FAYETTEVILLE, Ark. (KNWA/KFTA) — There are many ways to help veterans all year round such as donating, giving them a job if you own a business, or having a conversation with them. 

Nick Boston, veterans service officer with Washington County and a retired vet, says the job is therapeutic for him because he can talk to other veterans and help them. 

“It’s a cool familiarity that you could have with one another and just it’s really nice,” Boston said. 

You do not have to be a veteran service officer to help vets. 

You can make a difference just by reaching out to them to ask how they’re doing, according to Washington County Veteran Service Officer and retired vet Ben Dykes. 

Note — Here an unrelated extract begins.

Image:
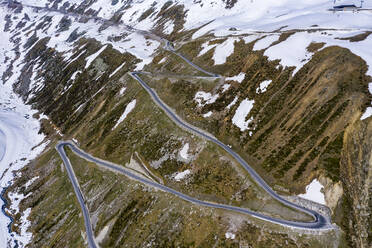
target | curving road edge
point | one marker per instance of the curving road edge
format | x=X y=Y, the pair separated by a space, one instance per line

“That’s the easiest way. Vets are really good about solitude, just retracting or withdrawing. And if you can get a vet to talk, they might tell you what their problems are or what they need help with,” Dykes said.

He says after leaving the service, veterans can struggle with their mental health, homelessness, being alone on the holidays, or financially. 

“There’s many veterans that deal with traumatic experiences in different ways, either through alcohol, chemical dependency,” Dykes said. 

Dykes says there are many resources for veterans at the Washington County Veteran Services Office in Fayetteville. 

“The VA hospital has the HUD-VASH program, and they will help you. Over the last year, the VA itself has helped over 40,000 veterans nationwide find permanent housing,” Dykes said. 

Boston says he used one of the resources called a GI Bill to pay for college.

Donating non-perishable goods can also help vets, and you can bring those items to their office. 

Dykes encourages businesses in Northwest Arkansas to hire veterans because many are looking for jobs.

“When you’re wearing a uniform and somebody tells you what to wear and where to be and what time to be there, it’s very easy. But when you finish the military and all that is on you, you lose that sense of direction,” Dykes said. 

He also says if you are a vet, or if you know any experiencing problems, call the 988 suicide and crisis hotline.